This is a simple libusb-application to benchmark the USB-connection to the STM32F4-Discovery board with this firmware.
This was developed and tested on a host with Windows 10 and Visual Studio 2017. Since CMake is used for building the application and vcpck for dependency management, the application should build on hosts with Linux and recent gcc (supporting at least C++11) as well. For Linux hosts, test and updates to this description follows soon...
git clone https://github.com/pavolk/libusb_stm32_testapp.git
cd libusb_stm32_testapp
See here for the documentation on installation and getting started with vcpkg C++ package manager.

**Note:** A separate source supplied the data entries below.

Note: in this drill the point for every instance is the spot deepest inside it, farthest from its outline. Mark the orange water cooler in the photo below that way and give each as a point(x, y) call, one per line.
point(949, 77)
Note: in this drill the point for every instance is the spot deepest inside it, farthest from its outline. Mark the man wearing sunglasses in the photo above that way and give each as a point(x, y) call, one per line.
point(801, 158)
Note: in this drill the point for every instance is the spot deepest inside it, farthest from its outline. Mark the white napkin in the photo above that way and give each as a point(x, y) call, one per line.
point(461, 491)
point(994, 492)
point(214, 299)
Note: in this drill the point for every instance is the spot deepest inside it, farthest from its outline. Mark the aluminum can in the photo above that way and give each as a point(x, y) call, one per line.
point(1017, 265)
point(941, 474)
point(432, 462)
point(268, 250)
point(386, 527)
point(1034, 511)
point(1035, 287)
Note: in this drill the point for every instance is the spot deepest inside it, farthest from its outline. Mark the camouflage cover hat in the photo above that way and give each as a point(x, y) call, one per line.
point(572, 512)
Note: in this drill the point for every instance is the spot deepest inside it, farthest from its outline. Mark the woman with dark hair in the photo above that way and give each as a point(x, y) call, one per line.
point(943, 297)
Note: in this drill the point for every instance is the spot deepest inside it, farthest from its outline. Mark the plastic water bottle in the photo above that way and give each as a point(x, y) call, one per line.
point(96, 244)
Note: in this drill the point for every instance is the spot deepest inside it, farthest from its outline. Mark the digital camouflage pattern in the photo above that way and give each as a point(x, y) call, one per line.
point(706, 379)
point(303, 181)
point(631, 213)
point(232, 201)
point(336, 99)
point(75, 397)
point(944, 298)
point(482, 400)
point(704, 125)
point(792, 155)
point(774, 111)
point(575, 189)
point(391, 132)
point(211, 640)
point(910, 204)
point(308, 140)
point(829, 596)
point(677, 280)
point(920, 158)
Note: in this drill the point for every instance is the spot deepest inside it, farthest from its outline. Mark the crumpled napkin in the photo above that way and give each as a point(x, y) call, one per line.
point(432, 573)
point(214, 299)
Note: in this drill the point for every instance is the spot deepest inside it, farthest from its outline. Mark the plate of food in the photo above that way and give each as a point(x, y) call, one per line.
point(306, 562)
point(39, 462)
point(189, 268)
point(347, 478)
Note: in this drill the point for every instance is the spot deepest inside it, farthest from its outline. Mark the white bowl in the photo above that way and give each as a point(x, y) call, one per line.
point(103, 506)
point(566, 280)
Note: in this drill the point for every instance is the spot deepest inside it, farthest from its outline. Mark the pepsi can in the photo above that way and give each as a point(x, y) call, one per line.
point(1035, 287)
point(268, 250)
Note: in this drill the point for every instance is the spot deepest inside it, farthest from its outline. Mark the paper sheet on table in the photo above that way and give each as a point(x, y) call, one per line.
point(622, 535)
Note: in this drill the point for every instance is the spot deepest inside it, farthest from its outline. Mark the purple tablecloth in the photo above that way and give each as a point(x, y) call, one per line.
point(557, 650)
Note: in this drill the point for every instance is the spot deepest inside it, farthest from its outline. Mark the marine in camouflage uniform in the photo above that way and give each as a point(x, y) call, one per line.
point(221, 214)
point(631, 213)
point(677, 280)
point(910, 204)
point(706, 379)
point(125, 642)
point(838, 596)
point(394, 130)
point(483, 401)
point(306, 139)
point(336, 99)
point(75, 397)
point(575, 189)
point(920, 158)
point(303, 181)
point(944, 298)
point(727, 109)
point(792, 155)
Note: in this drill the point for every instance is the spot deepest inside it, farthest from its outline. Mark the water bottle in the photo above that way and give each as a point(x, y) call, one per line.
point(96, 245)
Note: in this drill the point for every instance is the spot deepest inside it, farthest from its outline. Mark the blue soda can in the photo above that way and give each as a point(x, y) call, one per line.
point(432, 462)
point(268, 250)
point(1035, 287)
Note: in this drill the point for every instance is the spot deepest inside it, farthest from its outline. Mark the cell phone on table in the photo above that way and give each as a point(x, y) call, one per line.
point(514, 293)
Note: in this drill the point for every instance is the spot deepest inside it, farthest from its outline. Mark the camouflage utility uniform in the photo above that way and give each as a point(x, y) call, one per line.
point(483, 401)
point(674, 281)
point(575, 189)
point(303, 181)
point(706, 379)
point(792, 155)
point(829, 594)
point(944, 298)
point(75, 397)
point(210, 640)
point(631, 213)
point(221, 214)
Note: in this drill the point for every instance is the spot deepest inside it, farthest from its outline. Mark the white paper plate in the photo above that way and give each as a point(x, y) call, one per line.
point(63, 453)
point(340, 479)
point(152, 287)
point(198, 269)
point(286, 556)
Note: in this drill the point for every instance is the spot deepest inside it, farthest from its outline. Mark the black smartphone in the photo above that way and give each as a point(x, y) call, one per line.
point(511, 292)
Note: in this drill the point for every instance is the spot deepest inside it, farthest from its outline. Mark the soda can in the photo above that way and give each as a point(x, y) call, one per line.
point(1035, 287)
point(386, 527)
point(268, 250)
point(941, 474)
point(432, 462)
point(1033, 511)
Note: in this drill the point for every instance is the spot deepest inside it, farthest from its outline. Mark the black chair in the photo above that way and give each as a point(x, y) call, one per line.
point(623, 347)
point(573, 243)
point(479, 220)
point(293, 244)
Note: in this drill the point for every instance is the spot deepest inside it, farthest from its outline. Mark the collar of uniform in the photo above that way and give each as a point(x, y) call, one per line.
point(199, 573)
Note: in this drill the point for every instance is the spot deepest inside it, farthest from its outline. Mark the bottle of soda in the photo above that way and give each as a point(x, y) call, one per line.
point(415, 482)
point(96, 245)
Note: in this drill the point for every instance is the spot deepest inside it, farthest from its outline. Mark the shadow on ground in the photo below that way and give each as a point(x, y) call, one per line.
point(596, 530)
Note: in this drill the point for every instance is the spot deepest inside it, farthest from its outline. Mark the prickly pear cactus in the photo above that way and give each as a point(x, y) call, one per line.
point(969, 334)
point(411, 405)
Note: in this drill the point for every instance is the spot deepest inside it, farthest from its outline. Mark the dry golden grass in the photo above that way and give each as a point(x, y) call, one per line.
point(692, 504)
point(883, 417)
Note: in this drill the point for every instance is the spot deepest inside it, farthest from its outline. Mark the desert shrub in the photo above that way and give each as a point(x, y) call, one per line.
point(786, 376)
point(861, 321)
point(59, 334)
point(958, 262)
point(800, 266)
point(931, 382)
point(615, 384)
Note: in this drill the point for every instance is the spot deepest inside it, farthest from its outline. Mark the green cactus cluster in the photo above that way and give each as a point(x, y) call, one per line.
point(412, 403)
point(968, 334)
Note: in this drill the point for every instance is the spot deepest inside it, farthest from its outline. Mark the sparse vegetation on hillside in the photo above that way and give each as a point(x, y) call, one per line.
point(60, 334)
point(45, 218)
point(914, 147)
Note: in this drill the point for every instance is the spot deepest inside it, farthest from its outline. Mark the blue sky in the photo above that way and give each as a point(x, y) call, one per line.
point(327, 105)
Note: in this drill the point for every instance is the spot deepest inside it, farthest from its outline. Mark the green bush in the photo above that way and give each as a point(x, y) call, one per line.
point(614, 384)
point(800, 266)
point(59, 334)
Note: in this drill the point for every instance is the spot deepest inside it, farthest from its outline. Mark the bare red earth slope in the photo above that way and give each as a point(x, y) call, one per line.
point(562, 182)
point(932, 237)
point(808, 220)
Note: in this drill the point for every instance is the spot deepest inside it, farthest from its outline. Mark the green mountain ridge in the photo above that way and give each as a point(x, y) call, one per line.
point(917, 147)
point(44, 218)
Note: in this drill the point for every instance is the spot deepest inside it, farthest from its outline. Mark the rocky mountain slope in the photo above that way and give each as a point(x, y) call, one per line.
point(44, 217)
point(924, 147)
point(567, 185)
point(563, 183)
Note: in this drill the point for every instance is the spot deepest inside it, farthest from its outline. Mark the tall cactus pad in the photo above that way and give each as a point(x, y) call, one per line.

The root CMakeLists.txt will use the environment variable VCPKG_DIR to look for the vcpkg.cmake file. Set the variable VCPKG_DIR to point to the root directory of the vcpkg installation. E.g. on Windows like this
setx VCPKG_DIR=c:\Users\<usename>\vcpkg
Then just run following to install libusb to the host:
bootstrap.bat
Note: The script expects the
vcpkgto be callable from the shell, e.g. thePATHvariable should point to the root directory of thevcpkginstallation.
mkdir build
cd build
cmake ..
cmake --build . --config Debug
start libusb_stm32_testapp.sln
Supposed that a STM32F4-Discovery board with this firmware is connected to the host, then...
bin\Debug\stm32_bench.exe
... will output something like this:
Starting send_test...
ep_addr=0x1
buffer_size=4096
transfer_count=2000
Sending 8192000 bytes took 11563millis.
Output transfer-rate was 708467 bytes/sec.
Starting receive_test...
ep_addr=0x81
buffer_size=8192
transfer_count=2000
Received 1022000 bytes took 1628millis.
Input transfer-rate was 627764 bytes/sec.
Note: No driver installation is necessary, since the firmware implements a WCID device, which will make sure that the WinUsb driver is mapped to the device automatically.